Os primeiros resultados que se conhecem são todos maus com excepção do controlo do défice e mesmo aí parece (ao Tribunal de Contas) que as coisas também não são tão boas como se pensava. O empobrecimento dos portugueses continua e é um empobrecimento sem esperança. Como se todos fossem, a seu modo, um desempregado com quarenta anos.

2. A propaganda governamental está a esgotar-se. PowerPoint, simulações de computador, assistências reverendas ou de casting, já só sobrevivem na RTP e nos “momentos-Chávez” do Primeiro-ministro. Os especialistas, as agências, os assessores, bem podem estudar novas fórmulas para “comunicar”, que a teimosia dos factos erodiu as técnicas de propaganda que o governo e o Primeiro-ministro tem usado até à exaustâo.

3. As reformas estilo Sócrates não passaram na maioria dos casos de medidas de contenção orçamental e, só em raros casos, foram medidas de verdadeira reforma. Mas quer as verdadeiras quer as falsas reformas foram sempre acompanhadas de um discurso de agressividade populista contra as classes e grupos profissionais destinatários – funcionários públicos, professores, agentes da justiça, jornalistas – que motivaram respostas corporativas. Este estilo agressivo colocou os grupos profissionais inteiros contra o governo em vez de os dividir entre sectores conservadores e “modernizadores”, o que retirou eficácia às poucas reformas genuínas que se esboçaram.
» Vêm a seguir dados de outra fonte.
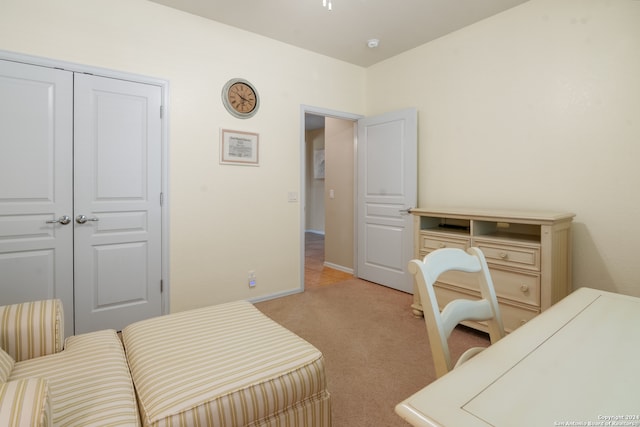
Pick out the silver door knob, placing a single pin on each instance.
(64, 220)
(81, 219)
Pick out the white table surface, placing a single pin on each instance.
(577, 363)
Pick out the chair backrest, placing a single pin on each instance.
(440, 324)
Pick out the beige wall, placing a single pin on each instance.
(535, 108)
(314, 195)
(225, 220)
(339, 216)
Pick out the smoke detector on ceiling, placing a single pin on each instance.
(373, 43)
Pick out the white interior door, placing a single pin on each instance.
(387, 188)
(117, 215)
(36, 143)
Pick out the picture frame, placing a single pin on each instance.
(239, 148)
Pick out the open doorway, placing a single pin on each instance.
(328, 197)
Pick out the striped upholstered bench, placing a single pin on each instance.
(86, 384)
(225, 365)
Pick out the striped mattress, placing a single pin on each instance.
(225, 365)
(89, 383)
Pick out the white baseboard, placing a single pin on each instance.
(338, 267)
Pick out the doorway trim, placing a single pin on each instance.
(318, 111)
(164, 85)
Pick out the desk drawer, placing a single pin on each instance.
(527, 257)
(430, 242)
(516, 286)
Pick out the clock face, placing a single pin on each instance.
(240, 98)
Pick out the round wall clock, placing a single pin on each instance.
(240, 98)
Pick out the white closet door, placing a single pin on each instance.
(387, 189)
(36, 253)
(117, 202)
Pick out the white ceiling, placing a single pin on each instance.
(343, 32)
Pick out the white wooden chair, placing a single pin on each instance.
(441, 324)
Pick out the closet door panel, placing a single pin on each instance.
(36, 143)
(117, 190)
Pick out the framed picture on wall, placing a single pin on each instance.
(239, 148)
(318, 164)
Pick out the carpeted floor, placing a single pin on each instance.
(376, 351)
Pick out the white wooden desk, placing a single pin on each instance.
(576, 363)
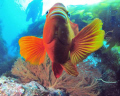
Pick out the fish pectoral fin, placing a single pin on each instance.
(57, 69)
(88, 40)
(70, 68)
(32, 49)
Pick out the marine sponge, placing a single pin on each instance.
(83, 85)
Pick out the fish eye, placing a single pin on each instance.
(47, 12)
(68, 14)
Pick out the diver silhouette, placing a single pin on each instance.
(34, 10)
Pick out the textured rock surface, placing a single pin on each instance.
(10, 87)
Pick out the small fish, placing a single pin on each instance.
(62, 41)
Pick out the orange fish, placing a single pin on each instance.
(62, 41)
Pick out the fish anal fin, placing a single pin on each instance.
(88, 40)
(32, 49)
(57, 69)
(75, 28)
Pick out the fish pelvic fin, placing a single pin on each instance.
(57, 69)
(88, 40)
(70, 68)
(32, 49)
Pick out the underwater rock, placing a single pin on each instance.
(10, 87)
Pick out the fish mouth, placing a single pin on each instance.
(58, 13)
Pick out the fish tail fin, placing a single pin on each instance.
(88, 40)
(70, 68)
(32, 49)
(57, 69)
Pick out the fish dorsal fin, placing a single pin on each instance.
(75, 28)
(89, 39)
(32, 49)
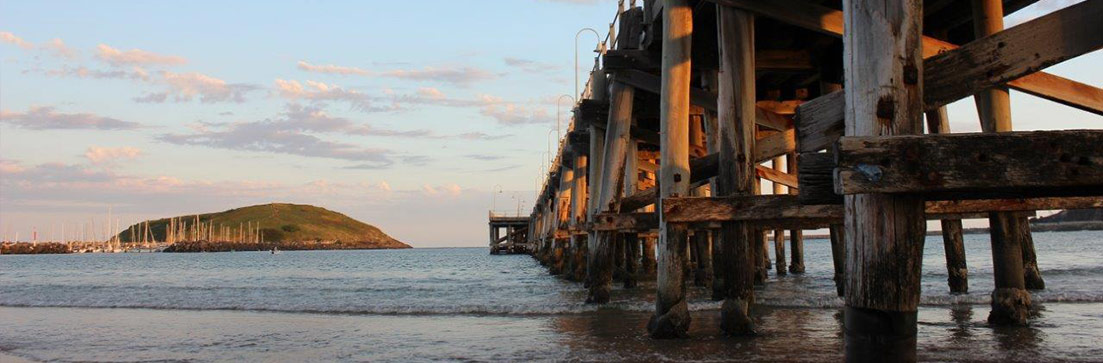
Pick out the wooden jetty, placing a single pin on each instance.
(691, 105)
(515, 239)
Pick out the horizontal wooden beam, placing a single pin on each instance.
(820, 121)
(815, 173)
(1013, 53)
(769, 114)
(1014, 204)
(775, 175)
(758, 209)
(973, 166)
(764, 60)
(652, 83)
(706, 167)
(768, 210)
(830, 21)
(611, 222)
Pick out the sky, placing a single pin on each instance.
(415, 117)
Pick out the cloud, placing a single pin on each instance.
(460, 76)
(290, 134)
(82, 72)
(482, 136)
(318, 92)
(118, 57)
(9, 38)
(580, 2)
(528, 65)
(332, 68)
(484, 157)
(49, 118)
(57, 47)
(109, 156)
(1036, 10)
(186, 86)
(513, 114)
(257, 137)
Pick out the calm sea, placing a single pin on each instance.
(462, 303)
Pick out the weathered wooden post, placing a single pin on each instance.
(597, 91)
(1031, 275)
(493, 238)
(762, 243)
(952, 239)
(1010, 301)
(838, 256)
(649, 263)
(620, 254)
(885, 233)
(795, 236)
(736, 173)
(779, 235)
(612, 171)
(561, 215)
(700, 252)
(578, 195)
(709, 81)
(672, 311)
(631, 239)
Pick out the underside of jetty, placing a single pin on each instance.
(709, 130)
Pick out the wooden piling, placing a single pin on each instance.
(952, 239)
(1010, 301)
(611, 181)
(736, 173)
(597, 150)
(631, 239)
(838, 256)
(561, 217)
(779, 235)
(795, 236)
(578, 196)
(649, 263)
(885, 233)
(672, 311)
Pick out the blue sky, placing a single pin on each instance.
(405, 115)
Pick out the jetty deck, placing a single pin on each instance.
(693, 107)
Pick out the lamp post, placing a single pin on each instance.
(557, 121)
(576, 52)
(493, 199)
(548, 137)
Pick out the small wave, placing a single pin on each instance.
(461, 310)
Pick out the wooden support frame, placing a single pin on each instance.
(830, 21)
(788, 212)
(973, 166)
(764, 60)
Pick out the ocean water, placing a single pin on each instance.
(462, 303)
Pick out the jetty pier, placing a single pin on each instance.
(692, 105)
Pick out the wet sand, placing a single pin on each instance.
(946, 333)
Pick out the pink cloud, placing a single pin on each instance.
(136, 56)
(9, 38)
(109, 156)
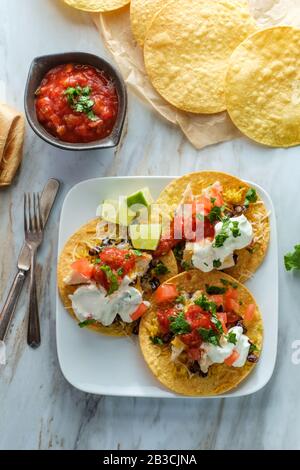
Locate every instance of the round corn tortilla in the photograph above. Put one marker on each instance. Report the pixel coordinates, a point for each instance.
(78, 247)
(142, 13)
(263, 87)
(97, 5)
(234, 191)
(187, 50)
(175, 376)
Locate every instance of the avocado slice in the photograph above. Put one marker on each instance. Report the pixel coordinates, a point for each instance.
(142, 198)
(145, 236)
(116, 213)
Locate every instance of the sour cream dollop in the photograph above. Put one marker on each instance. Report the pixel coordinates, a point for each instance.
(212, 354)
(92, 303)
(207, 255)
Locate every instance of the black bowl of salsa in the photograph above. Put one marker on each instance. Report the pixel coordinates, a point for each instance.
(76, 101)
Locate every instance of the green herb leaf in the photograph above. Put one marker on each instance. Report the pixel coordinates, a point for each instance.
(137, 253)
(161, 269)
(223, 235)
(251, 197)
(235, 229)
(210, 307)
(215, 214)
(179, 325)
(80, 101)
(209, 336)
(156, 340)
(180, 299)
(253, 348)
(232, 337)
(86, 323)
(112, 279)
(215, 290)
(205, 304)
(292, 260)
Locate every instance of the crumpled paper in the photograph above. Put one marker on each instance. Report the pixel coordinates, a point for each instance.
(2, 354)
(201, 130)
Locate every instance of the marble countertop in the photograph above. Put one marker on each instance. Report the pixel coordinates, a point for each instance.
(39, 409)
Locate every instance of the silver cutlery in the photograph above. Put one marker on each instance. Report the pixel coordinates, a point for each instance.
(47, 200)
(34, 234)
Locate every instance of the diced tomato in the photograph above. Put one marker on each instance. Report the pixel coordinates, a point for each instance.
(84, 267)
(163, 317)
(192, 339)
(217, 299)
(139, 312)
(249, 315)
(100, 277)
(116, 259)
(231, 297)
(166, 293)
(231, 359)
(223, 319)
(194, 354)
(197, 318)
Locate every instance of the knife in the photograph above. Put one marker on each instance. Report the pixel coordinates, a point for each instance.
(47, 200)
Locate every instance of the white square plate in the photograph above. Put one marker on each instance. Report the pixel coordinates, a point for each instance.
(112, 366)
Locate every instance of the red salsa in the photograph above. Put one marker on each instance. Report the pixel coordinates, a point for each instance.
(77, 103)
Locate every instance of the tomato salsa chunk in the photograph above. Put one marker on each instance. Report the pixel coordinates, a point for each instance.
(77, 103)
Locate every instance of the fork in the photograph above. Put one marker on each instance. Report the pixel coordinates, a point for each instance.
(33, 227)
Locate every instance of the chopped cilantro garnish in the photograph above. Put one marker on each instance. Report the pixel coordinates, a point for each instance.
(292, 260)
(215, 214)
(86, 323)
(112, 279)
(217, 263)
(251, 197)
(79, 100)
(156, 340)
(215, 290)
(209, 336)
(205, 304)
(210, 307)
(223, 235)
(253, 348)
(232, 337)
(235, 229)
(161, 269)
(179, 325)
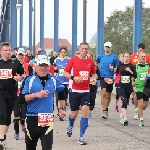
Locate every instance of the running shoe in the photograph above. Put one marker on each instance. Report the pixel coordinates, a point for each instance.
(105, 115)
(116, 109)
(82, 141)
(69, 131)
(16, 136)
(141, 124)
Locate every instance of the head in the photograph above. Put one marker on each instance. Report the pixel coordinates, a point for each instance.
(107, 47)
(15, 51)
(21, 54)
(77, 52)
(28, 52)
(5, 50)
(121, 58)
(63, 52)
(42, 65)
(83, 49)
(90, 55)
(141, 48)
(142, 57)
(55, 53)
(126, 58)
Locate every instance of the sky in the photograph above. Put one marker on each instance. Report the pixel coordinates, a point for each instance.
(65, 18)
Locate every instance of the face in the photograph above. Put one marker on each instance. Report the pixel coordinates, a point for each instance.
(6, 51)
(63, 53)
(42, 70)
(121, 58)
(89, 56)
(84, 50)
(77, 53)
(107, 49)
(20, 57)
(142, 57)
(28, 52)
(126, 58)
(140, 50)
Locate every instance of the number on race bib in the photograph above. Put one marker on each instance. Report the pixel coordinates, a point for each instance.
(45, 119)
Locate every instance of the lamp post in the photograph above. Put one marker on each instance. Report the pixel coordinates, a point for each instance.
(19, 6)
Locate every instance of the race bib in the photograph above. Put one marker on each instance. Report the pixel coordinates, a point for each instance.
(125, 79)
(84, 75)
(61, 71)
(45, 119)
(143, 75)
(5, 73)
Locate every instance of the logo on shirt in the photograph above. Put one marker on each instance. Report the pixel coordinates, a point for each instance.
(5, 73)
(84, 74)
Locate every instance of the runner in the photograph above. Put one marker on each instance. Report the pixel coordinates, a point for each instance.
(142, 71)
(78, 70)
(108, 62)
(60, 63)
(39, 100)
(134, 60)
(126, 71)
(93, 88)
(117, 79)
(10, 72)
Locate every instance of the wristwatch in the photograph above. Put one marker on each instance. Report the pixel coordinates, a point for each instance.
(62, 107)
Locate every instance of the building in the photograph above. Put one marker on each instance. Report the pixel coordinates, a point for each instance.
(49, 45)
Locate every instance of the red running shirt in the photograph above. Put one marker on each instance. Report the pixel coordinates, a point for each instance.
(80, 68)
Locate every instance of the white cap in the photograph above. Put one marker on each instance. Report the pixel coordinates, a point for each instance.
(108, 44)
(21, 51)
(42, 59)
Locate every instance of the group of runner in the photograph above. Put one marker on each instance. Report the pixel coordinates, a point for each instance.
(77, 77)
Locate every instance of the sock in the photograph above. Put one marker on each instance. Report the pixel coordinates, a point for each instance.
(141, 118)
(83, 126)
(71, 121)
(16, 126)
(22, 122)
(4, 137)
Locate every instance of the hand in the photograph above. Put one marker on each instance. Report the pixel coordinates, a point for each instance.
(17, 78)
(62, 113)
(78, 79)
(111, 67)
(42, 94)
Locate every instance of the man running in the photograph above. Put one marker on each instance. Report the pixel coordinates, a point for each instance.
(78, 70)
(108, 62)
(141, 71)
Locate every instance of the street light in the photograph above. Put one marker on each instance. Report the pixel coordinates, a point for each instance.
(19, 6)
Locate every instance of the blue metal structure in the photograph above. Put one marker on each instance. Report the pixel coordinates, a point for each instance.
(42, 24)
(30, 23)
(74, 25)
(56, 22)
(8, 24)
(21, 25)
(137, 24)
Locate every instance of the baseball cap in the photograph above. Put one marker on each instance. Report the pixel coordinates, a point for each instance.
(43, 53)
(21, 51)
(42, 59)
(108, 44)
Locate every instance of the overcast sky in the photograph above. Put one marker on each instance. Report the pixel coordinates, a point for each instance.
(65, 17)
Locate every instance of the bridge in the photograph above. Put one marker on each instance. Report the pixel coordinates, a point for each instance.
(8, 23)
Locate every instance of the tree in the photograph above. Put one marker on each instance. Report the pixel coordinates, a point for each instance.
(119, 29)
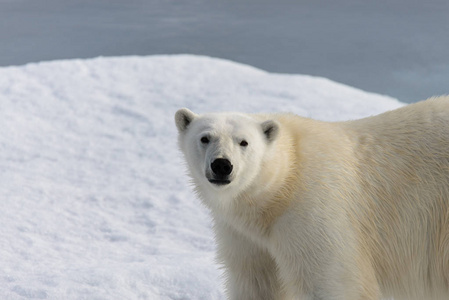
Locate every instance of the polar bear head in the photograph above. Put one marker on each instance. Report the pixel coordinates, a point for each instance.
(224, 151)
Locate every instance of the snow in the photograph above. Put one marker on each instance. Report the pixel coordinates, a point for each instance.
(95, 201)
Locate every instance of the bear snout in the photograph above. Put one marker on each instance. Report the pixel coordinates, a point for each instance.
(221, 168)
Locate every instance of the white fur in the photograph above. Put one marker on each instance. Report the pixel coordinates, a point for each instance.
(316, 210)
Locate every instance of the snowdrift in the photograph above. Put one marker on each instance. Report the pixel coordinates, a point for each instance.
(95, 203)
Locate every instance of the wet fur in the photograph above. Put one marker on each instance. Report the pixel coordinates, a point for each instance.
(347, 210)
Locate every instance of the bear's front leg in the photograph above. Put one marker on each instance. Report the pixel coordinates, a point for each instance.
(251, 273)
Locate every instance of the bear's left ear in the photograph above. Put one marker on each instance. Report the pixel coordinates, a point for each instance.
(270, 129)
(183, 118)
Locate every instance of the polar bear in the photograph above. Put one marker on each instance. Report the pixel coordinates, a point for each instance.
(305, 209)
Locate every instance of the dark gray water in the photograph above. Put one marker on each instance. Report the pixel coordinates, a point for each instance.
(395, 47)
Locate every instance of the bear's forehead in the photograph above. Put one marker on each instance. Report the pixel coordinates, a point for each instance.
(226, 123)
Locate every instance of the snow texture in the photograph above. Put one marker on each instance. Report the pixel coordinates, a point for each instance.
(95, 201)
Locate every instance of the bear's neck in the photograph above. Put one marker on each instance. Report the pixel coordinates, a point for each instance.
(258, 208)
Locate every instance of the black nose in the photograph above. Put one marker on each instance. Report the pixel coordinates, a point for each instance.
(221, 167)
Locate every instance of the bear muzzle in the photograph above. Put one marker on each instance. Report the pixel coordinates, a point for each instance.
(221, 169)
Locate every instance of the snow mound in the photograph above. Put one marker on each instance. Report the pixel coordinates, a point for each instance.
(95, 203)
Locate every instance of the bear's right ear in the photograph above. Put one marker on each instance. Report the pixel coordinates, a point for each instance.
(270, 129)
(183, 118)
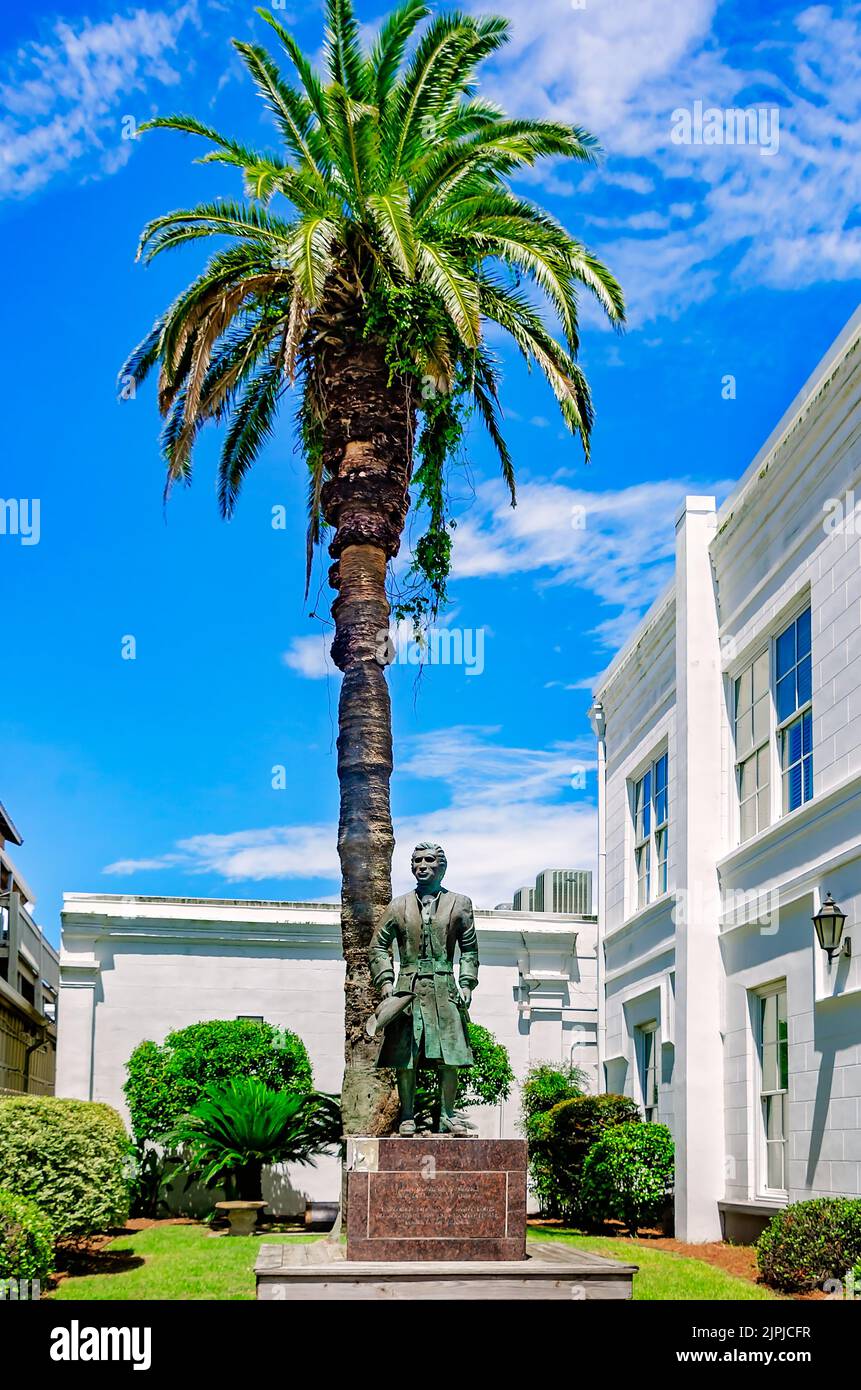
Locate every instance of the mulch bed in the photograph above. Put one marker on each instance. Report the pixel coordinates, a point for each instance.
(89, 1255)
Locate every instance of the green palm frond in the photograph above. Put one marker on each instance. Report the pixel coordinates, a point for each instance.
(385, 211)
(251, 427)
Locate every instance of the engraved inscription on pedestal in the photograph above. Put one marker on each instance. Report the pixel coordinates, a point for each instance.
(440, 1200)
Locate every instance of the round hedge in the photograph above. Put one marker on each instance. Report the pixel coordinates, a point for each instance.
(628, 1176)
(811, 1241)
(27, 1239)
(164, 1080)
(559, 1139)
(70, 1157)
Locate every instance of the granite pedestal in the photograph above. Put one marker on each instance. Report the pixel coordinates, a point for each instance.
(436, 1198)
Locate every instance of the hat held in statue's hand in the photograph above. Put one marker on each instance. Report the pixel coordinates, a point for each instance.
(388, 1008)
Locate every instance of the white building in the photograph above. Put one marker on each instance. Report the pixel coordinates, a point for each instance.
(729, 751)
(137, 968)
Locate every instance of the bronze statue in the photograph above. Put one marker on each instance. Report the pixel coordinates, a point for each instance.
(424, 1014)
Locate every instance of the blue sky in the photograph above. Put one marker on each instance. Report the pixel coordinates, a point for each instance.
(156, 774)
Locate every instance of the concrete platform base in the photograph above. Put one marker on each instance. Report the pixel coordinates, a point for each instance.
(551, 1269)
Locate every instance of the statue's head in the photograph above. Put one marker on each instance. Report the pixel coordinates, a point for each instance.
(429, 865)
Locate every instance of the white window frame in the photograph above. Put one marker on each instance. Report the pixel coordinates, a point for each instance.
(654, 883)
(776, 729)
(648, 1036)
(797, 716)
(761, 1097)
(755, 748)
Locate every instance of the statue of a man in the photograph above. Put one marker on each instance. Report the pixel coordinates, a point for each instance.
(427, 925)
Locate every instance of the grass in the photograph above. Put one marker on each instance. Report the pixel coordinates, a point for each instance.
(664, 1276)
(175, 1264)
(187, 1264)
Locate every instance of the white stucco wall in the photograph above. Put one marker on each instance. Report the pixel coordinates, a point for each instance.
(769, 555)
(137, 968)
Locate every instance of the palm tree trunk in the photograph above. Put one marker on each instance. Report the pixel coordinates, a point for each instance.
(367, 456)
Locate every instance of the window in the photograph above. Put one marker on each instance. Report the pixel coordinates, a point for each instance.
(774, 1086)
(643, 806)
(648, 1070)
(792, 723)
(661, 822)
(794, 713)
(651, 819)
(753, 747)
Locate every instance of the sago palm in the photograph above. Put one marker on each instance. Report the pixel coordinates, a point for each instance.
(239, 1126)
(362, 267)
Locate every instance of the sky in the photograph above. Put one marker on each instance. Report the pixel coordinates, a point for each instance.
(205, 766)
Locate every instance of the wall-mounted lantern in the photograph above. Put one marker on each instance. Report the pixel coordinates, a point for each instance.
(829, 922)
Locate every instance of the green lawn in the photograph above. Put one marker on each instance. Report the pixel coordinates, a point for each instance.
(662, 1275)
(187, 1262)
(175, 1262)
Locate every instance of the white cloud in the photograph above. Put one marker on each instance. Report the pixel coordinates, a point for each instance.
(309, 656)
(513, 811)
(616, 545)
(623, 68)
(66, 97)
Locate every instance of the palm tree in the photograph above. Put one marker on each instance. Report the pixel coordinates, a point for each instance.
(362, 266)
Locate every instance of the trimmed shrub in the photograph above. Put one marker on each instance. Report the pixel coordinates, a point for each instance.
(27, 1240)
(564, 1137)
(545, 1084)
(811, 1241)
(70, 1157)
(164, 1082)
(628, 1176)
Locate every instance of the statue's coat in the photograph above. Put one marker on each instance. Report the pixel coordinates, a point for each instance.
(438, 1009)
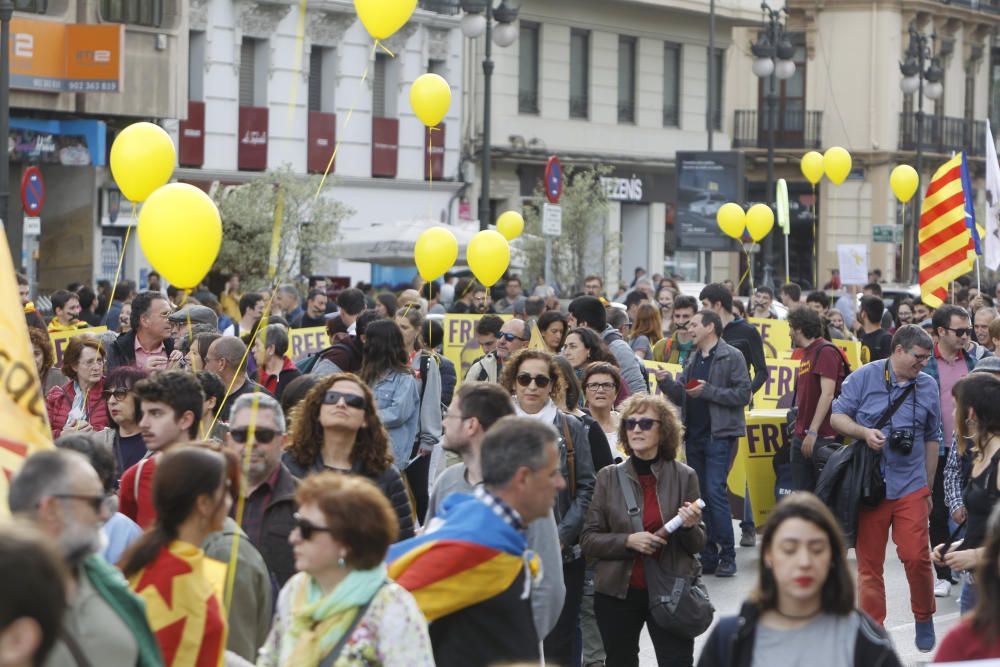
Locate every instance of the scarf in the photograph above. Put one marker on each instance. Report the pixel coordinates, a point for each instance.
(319, 621)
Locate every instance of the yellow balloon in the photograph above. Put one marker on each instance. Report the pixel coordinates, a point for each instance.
(435, 252)
(837, 162)
(760, 221)
(430, 97)
(812, 166)
(142, 159)
(904, 181)
(488, 255)
(382, 18)
(732, 220)
(180, 232)
(510, 224)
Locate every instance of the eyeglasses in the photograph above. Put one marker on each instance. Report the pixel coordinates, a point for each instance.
(308, 528)
(352, 400)
(644, 423)
(541, 381)
(262, 435)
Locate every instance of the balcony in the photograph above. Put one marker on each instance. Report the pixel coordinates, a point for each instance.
(794, 129)
(942, 134)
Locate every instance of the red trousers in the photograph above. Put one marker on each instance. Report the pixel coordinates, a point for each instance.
(907, 516)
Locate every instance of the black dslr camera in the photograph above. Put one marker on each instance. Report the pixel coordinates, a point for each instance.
(901, 441)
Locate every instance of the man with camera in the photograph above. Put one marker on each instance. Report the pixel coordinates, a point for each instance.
(893, 408)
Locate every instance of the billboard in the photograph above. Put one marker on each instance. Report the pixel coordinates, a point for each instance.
(705, 181)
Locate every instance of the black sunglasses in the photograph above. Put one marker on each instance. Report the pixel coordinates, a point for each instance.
(262, 435)
(644, 423)
(541, 381)
(352, 400)
(307, 528)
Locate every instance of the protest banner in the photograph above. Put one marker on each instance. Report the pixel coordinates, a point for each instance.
(60, 340)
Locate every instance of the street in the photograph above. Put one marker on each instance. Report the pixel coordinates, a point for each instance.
(728, 595)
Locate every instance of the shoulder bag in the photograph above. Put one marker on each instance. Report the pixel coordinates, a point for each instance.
(676, 602)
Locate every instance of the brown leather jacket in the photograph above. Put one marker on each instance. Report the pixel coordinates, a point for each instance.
(607, 525)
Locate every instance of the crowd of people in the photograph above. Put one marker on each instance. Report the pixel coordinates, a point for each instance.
(212, 501)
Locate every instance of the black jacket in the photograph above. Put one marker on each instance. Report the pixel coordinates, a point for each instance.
(732, 640)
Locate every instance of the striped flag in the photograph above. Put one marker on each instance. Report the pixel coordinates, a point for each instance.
(947, 249)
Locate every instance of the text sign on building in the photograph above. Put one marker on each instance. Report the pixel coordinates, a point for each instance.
(60, 57)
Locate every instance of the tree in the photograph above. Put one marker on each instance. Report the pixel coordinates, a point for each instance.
(248, 216)
(584, 241)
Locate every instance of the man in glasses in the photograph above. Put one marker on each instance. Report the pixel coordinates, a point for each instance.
(104, 622)
(950, 362)
(908, 438)
(270, 502)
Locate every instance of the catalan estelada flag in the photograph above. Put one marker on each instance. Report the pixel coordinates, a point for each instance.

4. Três programas emblemáticos caracterizaram este governo: o Plano Tecnológico, o Simplex e as “Novas Oportunidades”. O que de melhor o governo Sócrates fez, passou por aqui. Talvez, de todos, o Simplex tenha sido o que melhores resultados trouxe. Ainda é cedo para se fazer uma avaliação global, mas a simplificação burocrática conheceu um impulso sério.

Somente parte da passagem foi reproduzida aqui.